In session - Sarah Ward & Friends Capital Radio Fri 26th/Sat 27th April 1974
| No. | Title | Writer(s) | Length |
|---|---|---|---|
| 1. | "Upminster Kid" |  |  |
| 2. | "The Walk" | Jimmy McCracklin, Bob Garlic |  |
| 3. | "The Roadette Song" |  |  |
| 4. | "Crippled with Nerves" |  |  |
| 5. | "The Call-Up" |  |  |
| 6. | "Pam's Moods" |  |  |
| 7. | "Billy Bentley" | Dury, Hart |  |
| 8. | "The Old Bang" |  |  |
| 9. | "You're More Than Fair" |  |  |
| 10. | "Rough Kids" |  |  |
| 11. | "The Mumble Rumble and the Cocktail Rock" |  |  |

==Personnel==
- Kilburn and the High Roads
- Ian Dury – vocals
- Keith Lucas – guitar
- Charles Sinclair – electric bass
- Rod Melvin – piano; vocals on "Broken Skin" and "Thank You Mum"
- David Newton-Rohoman – drums
- Davey Payne – saxophone, flute
Additional musicians
- Russell Hardy – keyboards on 1974 Capital Radio broadcast
- Louis Larose or George Butler – drums on 1974 Capital Radio broadcast
- Technical
- Hugh Murphy – producer, arrangements
- Chris Thomas – producer on "Rough Kids" (single version) and "Billy Bentley (Promenades Himself in London)"
- Larry Bartlett – engineer
- Phil Chapman – engineer
- Elizabeth Rathmell – front cover painting "The Kilburns Near Tower Bridge"
- Gordon House – graphics
- Poundcake – photography

==First mixes==

In 1996, Repertoire Records released a 2-CD Ian Dury retrospective Ian Dury & The Blockheads: Reasons to Be Cheerful which included tracks from all of his solo albums and many of his solo singles but instead of including tracks from either Handsome or Wotabunch! they chose to include 10 tracks recorded in 1974 which they claim are the first mixes for some of the tracks from Handsome. However, the version of "Rough Kids" is almost identical to the version on Wotabunch! (minus the ad-libs), and furthermore their time of recording suggests it is possible the tracks are in fact from the Raft recordings, regardless the ten tracks are "Rough Kids", "You're More Than Fair", "Billy Bentley", "Pam's Moods", "Upminster Kid", "The Roadette Song", "Pam's Moods 2", "The Call-Up" and the wrong titled "The Mumble Rumble" ("The Mumble Rumble and the Cocktail Rock"). "Pam's Moods 2" is another mix of "Pam's Moods".

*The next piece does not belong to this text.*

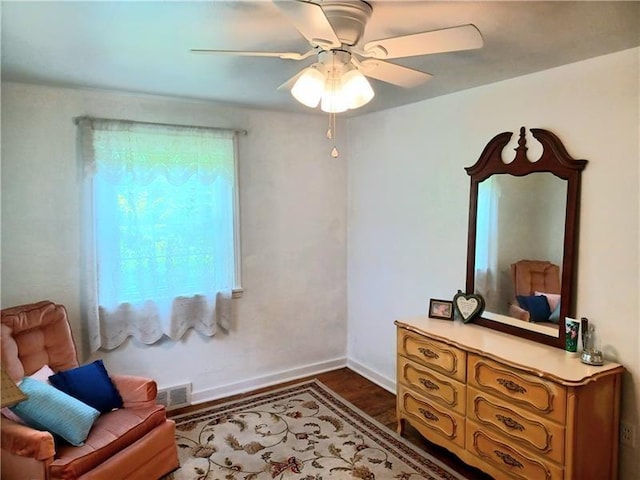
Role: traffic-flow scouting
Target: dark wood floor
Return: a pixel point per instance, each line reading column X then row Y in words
column 375, row 401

These tracks show little signs of the smooth, softened, high-produced versions finally released on Handsome and are far similar to the band's live sound and are not mentioned at all in either Ian Dury autobiography and noticeably included "You're More Than Fair", which was not included on the final album.